Он прямо-таки фонтанирует эмоциями. И уже прикидывает, какую прибыль получит канал «Эс’н’Ти», сняв фильм не о старой немецкой субмарине, а о следах неизвестной цивилизации, навсегда сгинувшей под холодной толщей океанских вод. Мысленно он уже покупает себе домик в Брентвуде или Венисе.
Лонг не разделяет его радостного возбуждения, и это поражает Ривза. Он смотрит на напарника долгим взглядом и замечает, что тот бледен и как будто взволнован. Пилот пожимает плечами и вновь начинает ругаться, потому что аппарат находится ниже глубинного рассеивающего слоя, а, значит, возможности гидроакустической связи сильно ограничены – немедленно передать сообщение о находке невозможно.
Пять минут спустя Ривз берёт себя в руки. Он всё ещё очень возбуждён неожиданным открытием, но, кажется, уже способен мыслить и действовать адекватно.
- Подойдём ближе! – говорит он, вновь направляя аппарат вплотную к лицу. От волнения на миг забывает об инерции аппарата, не успевает его остановить и многотонная махина ощутимо бьёт божество по носу.
- Из чего оно? – вопрошает Ривз. – Мрамор?
У Лонга нет мыслей на этот счёт, поэтому он молчит.
- Интересно, статуя целиком? – не унимается Ривз. - Там, в скале, есть тело? Или только голова? Ведь если у него тело... бог мой! Оно же больше Свободы!
Он чуть-чуть поднимает аппарат и ведёт его к лавровому венцу.
- Не похоже на листья, – Ривз качает головой. – Скорее, черви, сплетающиеся друг с другом. Смотрится аж как-то гадко!
Он поворачивает голову к Лонгу, ожидая хоть какой-то реакции, но тот по-прежнему молчит. Ривз хмыкает, пожимает плечами, обращает взор к иллюминатору и вскрикивает: с той стороны на него таращится мертвец. Мёртвый нацистский подводник. Бледное рыхлое лицо.

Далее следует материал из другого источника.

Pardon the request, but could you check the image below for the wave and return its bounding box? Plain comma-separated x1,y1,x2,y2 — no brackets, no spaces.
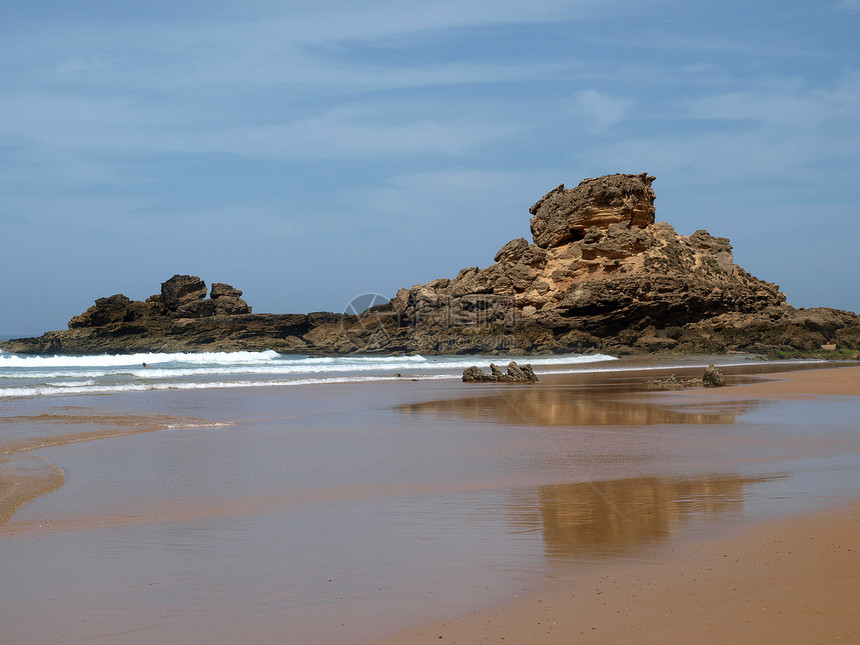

Утопленник отплывает чуть назад, и теперь Рассел видит, что это вовсе не мертвец, а большой осьминог, чью бугристую морщинистую голову возбуждённый мозг пилота превратил в человеческое лицо.
- Бог ты мой! – восклицает вдруг Ривз. – Вы только поглядите!
Множество головоногих снуют вокруг подводного аппарата. Крупных, футов по шесть-семь.
- Осьминоги. Какие-то осьминоги, - говорит Ривз. – Или кальмары. Или каракатицы. Или что-то другое… Срань господня, какие они здоровые!… Откуда они?
Приглядевшись, оба понимают, что существа поднимаются прямиком из распахнутого рта статуи.
- Богом клянусь, у них там логово! – тараторит Ривз. - Господи, господи! Да тут десятки этих тварей!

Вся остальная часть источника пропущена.